Surprisingly, the answer isn’t that simple!
According to the Code of Canon Law, the only requirement to becoming pope is being a baptized Catholic male.
“A baptized male alone receives sacred ordination validly.” – CCL 1024
It’s happened before too. One time in 827 AD, a pope was elected without first being ordained a priest.
Pope Valentine showed an early aptitude for learning from a young age and went to live at a school attached to the Lateran Palace. He was made a deacon by Pope Paschal I sometime around 817 to 824 AD.
For his “piety and purity of morals,” he won the favor of the pope and earned the rank of archdeacon. Valentine was also favored by Pascal’s successor, Eugene II.
After Eugene II’s death, Valentine was acclaimed as pope by the Roman clergy, nobility, and citizenry. He initially refused, and had to be taken from the Basilica di Santa Maria Maggiore and installed in the Lateran Palace.

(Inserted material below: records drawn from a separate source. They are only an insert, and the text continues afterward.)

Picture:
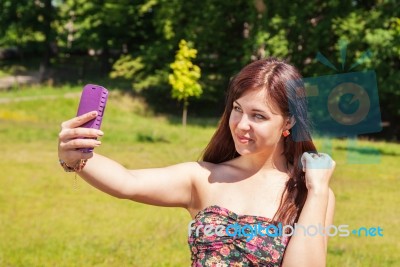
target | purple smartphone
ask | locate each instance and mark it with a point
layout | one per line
(94, 97)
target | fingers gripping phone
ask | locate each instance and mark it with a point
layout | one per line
(93, 98)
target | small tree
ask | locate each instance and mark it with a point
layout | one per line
(185, 76)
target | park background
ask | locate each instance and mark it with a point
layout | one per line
(50, 49)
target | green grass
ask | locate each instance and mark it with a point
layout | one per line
(44, 221)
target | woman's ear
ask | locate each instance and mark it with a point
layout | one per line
(290, 122)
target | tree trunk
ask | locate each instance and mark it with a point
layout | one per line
(184, 114)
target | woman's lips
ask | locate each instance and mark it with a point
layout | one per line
(242, 139)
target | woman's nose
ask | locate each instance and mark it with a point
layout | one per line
(244, 123)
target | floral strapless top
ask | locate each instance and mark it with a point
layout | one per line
(211, 245)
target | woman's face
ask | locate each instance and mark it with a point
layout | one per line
(256, 126)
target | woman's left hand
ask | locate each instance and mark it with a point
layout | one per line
(318, 168)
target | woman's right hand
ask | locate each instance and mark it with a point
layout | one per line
(72, 137)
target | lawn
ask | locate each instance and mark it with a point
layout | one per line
(46, 221)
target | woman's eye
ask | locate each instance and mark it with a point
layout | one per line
(236, 108)
(259, 116)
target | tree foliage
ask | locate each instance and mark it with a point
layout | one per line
(185, 76)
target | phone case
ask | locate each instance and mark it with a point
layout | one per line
(94, 97)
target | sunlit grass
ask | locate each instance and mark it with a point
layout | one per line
(44, 221)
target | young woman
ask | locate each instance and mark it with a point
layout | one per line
(260, 168)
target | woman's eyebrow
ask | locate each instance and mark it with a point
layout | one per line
(236, 102)
(254, 109)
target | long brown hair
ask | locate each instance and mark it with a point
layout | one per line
(284, 88)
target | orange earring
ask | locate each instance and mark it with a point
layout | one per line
(286, 133)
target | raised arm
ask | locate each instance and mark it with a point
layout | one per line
(169, 186)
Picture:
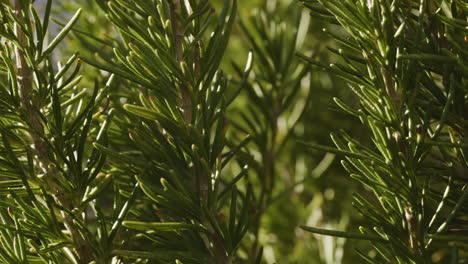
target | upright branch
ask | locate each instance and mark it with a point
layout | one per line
(178, 38)
(44, 155)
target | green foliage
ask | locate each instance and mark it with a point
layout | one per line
(407, 65)
(197, 141)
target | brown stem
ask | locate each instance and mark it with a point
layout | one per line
(178, 34)
(186, 104)
(44, 156)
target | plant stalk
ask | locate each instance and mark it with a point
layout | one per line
(51, 174)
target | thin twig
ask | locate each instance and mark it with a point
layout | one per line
(25, 77)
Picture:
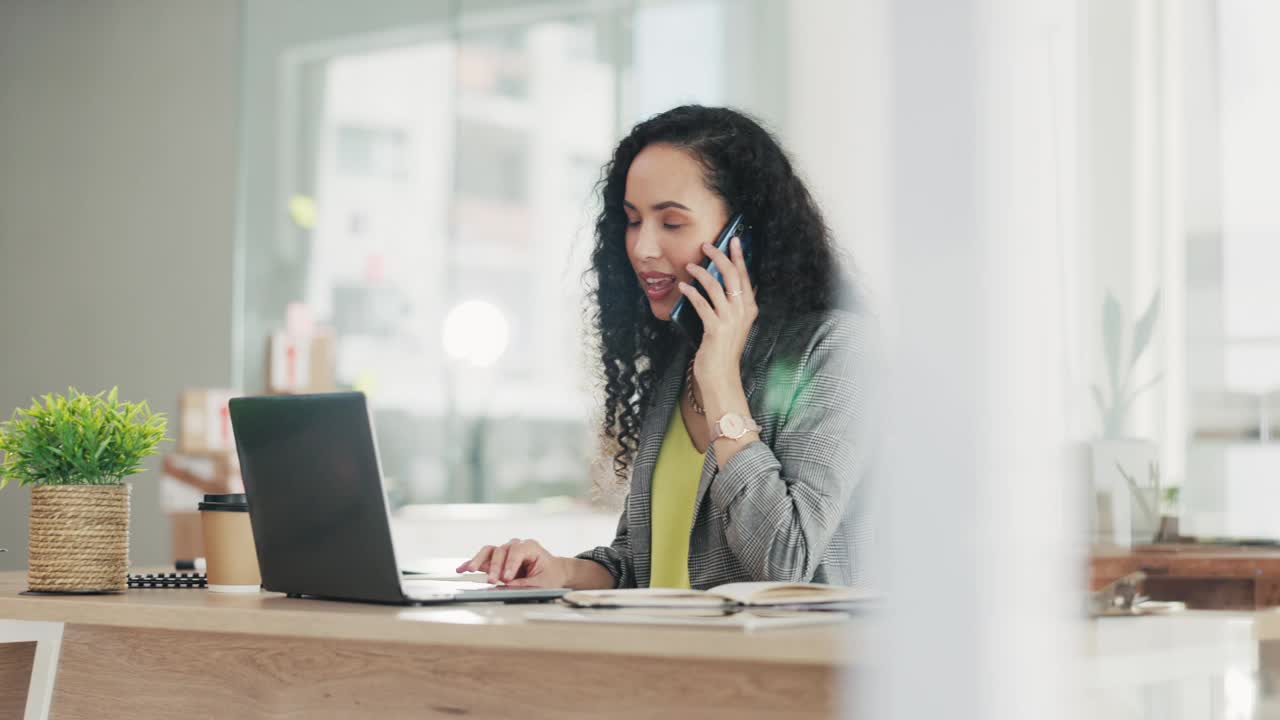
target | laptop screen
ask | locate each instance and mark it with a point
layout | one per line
(315, 495)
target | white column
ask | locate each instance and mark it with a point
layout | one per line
(44, 669)
(984, 528)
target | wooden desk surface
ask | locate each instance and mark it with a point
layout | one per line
(478, 625)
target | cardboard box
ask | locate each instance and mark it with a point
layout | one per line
(204, 422)
(301, 364)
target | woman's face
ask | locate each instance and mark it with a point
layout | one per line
(670, 215)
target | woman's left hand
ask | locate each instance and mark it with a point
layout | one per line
(727, 320)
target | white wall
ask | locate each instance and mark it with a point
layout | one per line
(117, 212)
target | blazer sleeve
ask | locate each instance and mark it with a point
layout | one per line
(782, 505)
(616, 556)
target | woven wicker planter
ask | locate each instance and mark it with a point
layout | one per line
(80, 538)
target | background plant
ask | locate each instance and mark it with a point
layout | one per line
(1120, 382)
(91, 440)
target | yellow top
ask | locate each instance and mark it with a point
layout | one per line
(675, 488)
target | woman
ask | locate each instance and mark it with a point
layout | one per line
(743, 456)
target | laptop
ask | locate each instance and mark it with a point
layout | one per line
(319, 513)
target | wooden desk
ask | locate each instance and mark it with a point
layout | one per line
(1203, 577)
(187, 652)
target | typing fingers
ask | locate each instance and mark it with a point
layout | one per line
(479, 563)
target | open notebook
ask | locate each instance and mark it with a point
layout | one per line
(752, 595)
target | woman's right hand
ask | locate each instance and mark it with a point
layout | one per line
(520, 564)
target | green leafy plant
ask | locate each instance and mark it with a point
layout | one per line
(1120, 382)
(78, 440)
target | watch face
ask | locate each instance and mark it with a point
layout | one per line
(732, 425)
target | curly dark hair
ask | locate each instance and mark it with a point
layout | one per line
(794, 267)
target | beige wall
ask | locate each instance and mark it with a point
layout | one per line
(117, 212)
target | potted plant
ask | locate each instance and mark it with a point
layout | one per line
(76, 451)
(1125, 469)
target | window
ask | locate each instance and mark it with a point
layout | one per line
(447, 167)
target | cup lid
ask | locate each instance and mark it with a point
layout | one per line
(231, 502)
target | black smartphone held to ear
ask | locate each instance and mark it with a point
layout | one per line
(684, 314)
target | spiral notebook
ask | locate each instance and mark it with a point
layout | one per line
(168, 580)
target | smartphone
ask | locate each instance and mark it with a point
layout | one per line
(685, 315)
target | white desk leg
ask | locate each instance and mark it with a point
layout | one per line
(49, 641)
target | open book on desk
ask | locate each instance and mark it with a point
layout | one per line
(741, 619)
(798, 596)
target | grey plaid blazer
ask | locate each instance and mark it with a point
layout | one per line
(792, 506)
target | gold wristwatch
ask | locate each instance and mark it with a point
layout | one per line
(734, 427)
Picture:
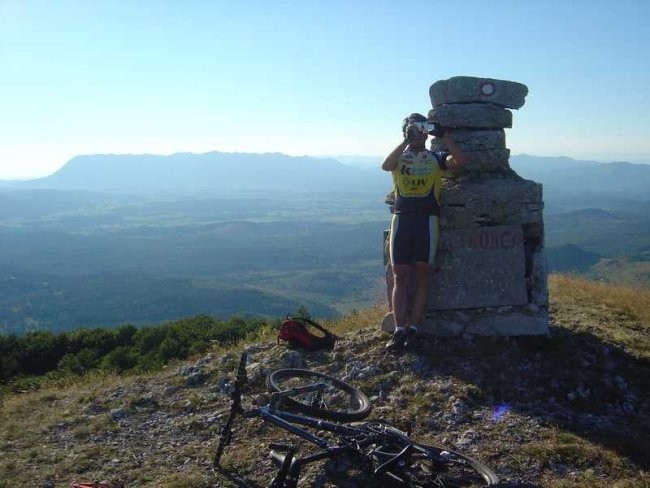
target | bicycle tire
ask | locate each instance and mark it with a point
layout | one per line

In their haste, he was enthroned pope before he was ordained a priest. The following Sunday, he was consecrated as bishop in Saint Peter’s Basilica.
However, no representatives from the Holy Roman Empire were present, and he had no opportunity to certify his election as pope with King Louis the Pious as his papacy ended in just five weeks with his death on October 10th in 827.
A non-priest pope hasn’t happened since 1379.
Since then, every pope has been selected from the College of Cardinals.